My eyes swam through the menu, reeling with delight. Oh, what to choose?
The arugula & pear salad? Mini fish tacos? Risotto cake? Oh wait – the gluten free ravioli? Or the grilled cod?
F.I.S.H Restaurant & Bar located in the heart of downtown Stamford, CT, has an impressive selection of kosher-friendly fish and vegetarian options. They serve them in a chic and inviting atmosphere. The biggest challenge was choosing what to order, given the diverse and tantalizing temptations.
High hopes reigned supreme for this fresh fish restaurant considering that the owners have been at the helm of the long popular Quattro Pazzi and Osianna restaurants in Fairfield, CT.
“What we are trying to do here at F.I.S.H is bring Stamford high quality fish with multiple options of preparations to satisfy the wide range of palates we have in our community,” says Chef Domenico Gurliacci IV.” And boy, did they get this spot on.
After a few minutes of deliberation I opted for the shaved brussels sprouts salad, lightly dressed with a truffle vinaigrette. It was delicious ,with hazelnuts lending a satisfying richness and crunch.
The portobello risotto cake was also a winner. The fontina cheese was complemented nicely by the earthiness of the portobello mushrooms (check out the recipe below).
The beautifully presented tuna carpaccio appetizer is a great light meal or to would be the perfect share with a friend. Served on flatbread, it was lightly dressed with soy sauce and sesame seeds. If only the flatbread had been crsip; in fact it was soft and a little wet due to the moist tuna; nonetheless, it was tasty. The pickled ginger and scallions lent a little welcome spice.
I was pleased to learn that they source the majority of their fish from Fulton Fish Market, where the Chef & owner visit regularly to ensure they know exactly where their products are coming from and that they are the best quality.
“Our other seafood supplier deals directly with fisherman and we receive a phone call in the afternoon as the boats are heading back in for the day, alerting us of what the catch was so we can have first pick before it hits auction,” clarified Chef Domenico.

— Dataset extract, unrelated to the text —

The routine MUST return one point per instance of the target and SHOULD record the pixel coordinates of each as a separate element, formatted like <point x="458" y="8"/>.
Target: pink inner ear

For the main dish I chose the halibut, which I requested grilled, with a red coconut curry sauce and wilted spinach (one of several options for preparation). This was extremely well balanced and full of flavor. The red coconut curry had a bit of heat (yet not overwhelming so) and was more of a broth than a thick curry sauce.
With plenty of kosher friendly fish options and lots of cooking/flavor choices in addition to delicious sides and salads, I’ll call this one “not to be missed.”
F.I.S.H is a not-to-miss.
25 Bedford St. Stamford, CT
Tuesday – Thursday from 4pm – 1am, Friday & Saturday from 4pm – 2am, and Sunday from 4pm – midnight.
Thank you to Chef Domenico Gurliacci IV for the below recipe.
This recipe was generously shared by Chef at F-I-S-H Restaurant in Stamford, CT.
This recipe would make the perfect side dish for any fish preparation.
It is DAIRY.
- 2.5 quarts vegetable stock (you may not need all)
- 1lb Arborio or carnaroli rice
- 1 shallot or Spanish onion, finely diced
- 1 cup dry white wine
- Extra virgin olive oil
- 1 cup fontina cheese
- flour for dredging
- 3oz cava or champagne vinegar
- 3oz white truffle oil
- 4oz extra virgin olive oil
- Salt and pepper to taste
- 6-8 Brussels sprouts (shaved thin)
- 6-8 Portobello mushrooms
- Heat stock on stove
- In a separate pan add the olive oil and saute shallot until soft and translucent.
- Add rice to same pan and gently toast while constantly stirring.
- Add wine then just enough stock to cover the rice.
- Add a pinch of salt and continue to stir adding more stock as it evaporates.
- Continue this process until rice is fully cooked but still slightly moist.
- Add shredded fontina and mix well.
- Place in baking pan, set aside and allow to cool completely.
- With a metal ring or cookie cutter, cut out cakes and dredge lightly with flour.
- Pan fry in about a 1/2 inch of oil until golden brown.
- Combine all ingredients for vinaigrette in a small mixing bowl and whisk to blend. Set aside.
- Roast mushrooms with a small amount of oil, salt and pepper in a 350 degree oven for about 8-10 mins.Toss once.
- Allow to cool, then dice mushrooms.
- In a small bowl toss Brussels sprouts and diced portobellos with vinaigrette and arrange on top of risotto cake.
These risotto cakes are best made fresh and served immediately. They can be reheated in a hot oven, on a foil covered cookie sheet, though.